Losing Credibility: Why Idol Doesn’t Sell Big (Like It Used to)
Someone on the previous thread posted a link to an article about some former Idols only attracting a crowd of 50 (older audience members at that), really projecting an idea that former American Idols are now just “has beens” (and they haven’t even reached middle age!).
So, why is it that only Kelly Clarkson and Carrie Underwood (and to a lesser extent Jordin Sparks and Fantasia) are the only Idol winners to really achieve what the show promised them – pop stardom – while the male winners have yet to reach their level? Indeed, in the wake of David Archuleta’s season, it would seem that the Idol winners – all cut out from the same WGWG cloth – are not reigning supreme like their female counterparts, even though audiences have been picking them as winners.
In short, why are the latest Idol winners not “selling” or “crossing over” into pop stardom like they used to?
Perhaps this is all tied to what I think is the loss of credibility that the latest wins reveal about the competition.
Consider: When Kelly Clarkson and Carrie Underwood won their titles, nobody but nobody questioned their rightful win. Sure, a runner-up like Bo Bice gave Carrie Underwood a run for her money, but Justin Guarini was no where near Kelly’s level. Their wins were a foregone conclusion.
People were still biting their nails during David’s finale, and critics even called the competition for Archuleta. After Cook won, the media still treated David as if he were the defacto Idol winner.
It just goes to show: the audiences might want “the guy next door,” but everyone else recognizes a star when they see one.
When “the guy next door” beats out the “obvious winner,” wouldn’t you say a show premised on finding the “next big pop star” has a credibility problem?
And say what you will about Adam Lambert the following season: he definitely had more “star” potential than “guy next door” Kris Allen. Crystal Bowersox the next season may not be “star quality,” but her talent definitely trumped eventual winner Lee DeWyze.

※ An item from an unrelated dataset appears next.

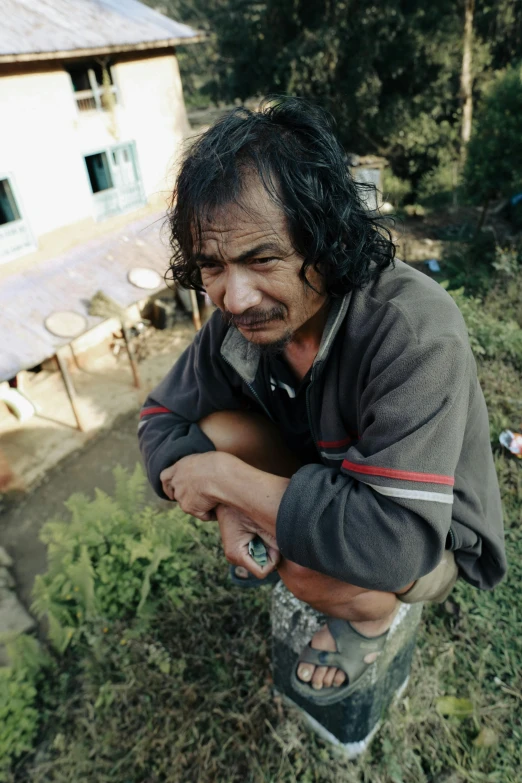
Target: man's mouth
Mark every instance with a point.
(255, 321)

Season 10’s “Country” finale doesn’t even count, as far as I’m concerned since neither winner Scotty McCreery nor runner-up Lauren Alaina come close to pop crossover country like Carrie Underwood.

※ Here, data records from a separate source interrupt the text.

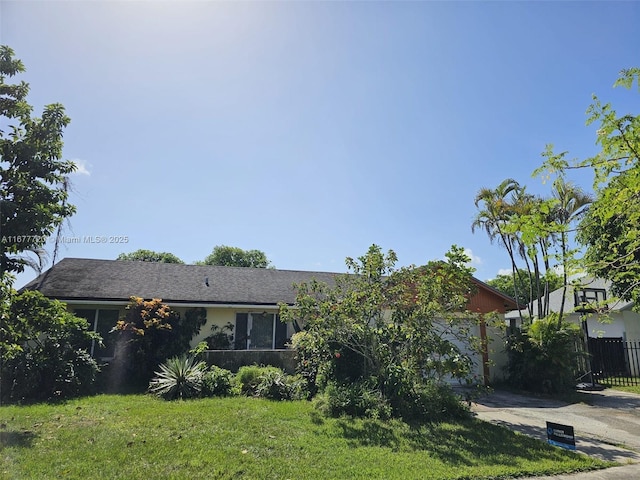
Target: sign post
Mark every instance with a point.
(561, 436)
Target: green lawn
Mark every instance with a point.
(141, 437)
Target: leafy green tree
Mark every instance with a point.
(609, 229)
(147, 335)
(43, 349)
(225, 256)
(526, 280)
(33, 183)
(394, 332)
(150, 256)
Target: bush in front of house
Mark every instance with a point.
(217, 382)
(248, 377)
(542, 356)
(178, 378)
(149, 334)
(277, 385)
(357, 399)
(43, 350)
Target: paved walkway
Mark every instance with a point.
(608, 427)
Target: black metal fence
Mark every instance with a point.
(614, 361)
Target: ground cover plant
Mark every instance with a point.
(141, 437)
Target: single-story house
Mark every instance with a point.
(590, 301)
(244, 299)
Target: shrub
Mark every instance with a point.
(277, 385)
(180, 377)
(433, 402)
(358, 399)
(542, 357)
(217, 382)
(149, 334)
(248, 377)
(43, 351)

And Season 11’s Phillip Phillips as a “pop star”? Sorry, but – despite her imitative performances – runner-up Jessica Sanchez could easily fit the “pop songstress” mold.
In short, Idol has stopped becoming a “star finder” and instead became a “pick-your-favorite-coffee-shop-or-bar-singer.”
And you know me: in my David-centric universe, I blame David’s loss of the crown on this state of affairs as well. Had he won his season, justice would have been served, and all would be right in the Idol world following his wake. 😛
So, I’m saddened to hear that really talented Idol finalists like Elliott Yamin and former Idol winner Ruben Studdard – two male contestants who I really admired during my early Idol-watching days – are struggling for an audience (and for promotion). Sadly, their soul-singing talents have been trumped by the mediocrity of WGWG in recent years, and no one is as interested in genuine male vocalists anymore.
Will this uninterested audience be equally uninterested in David when he returns in 2014? I really am hoping for a culture change by then. Perhaps David picked the best time to “disappear” while completing his mission in Chile.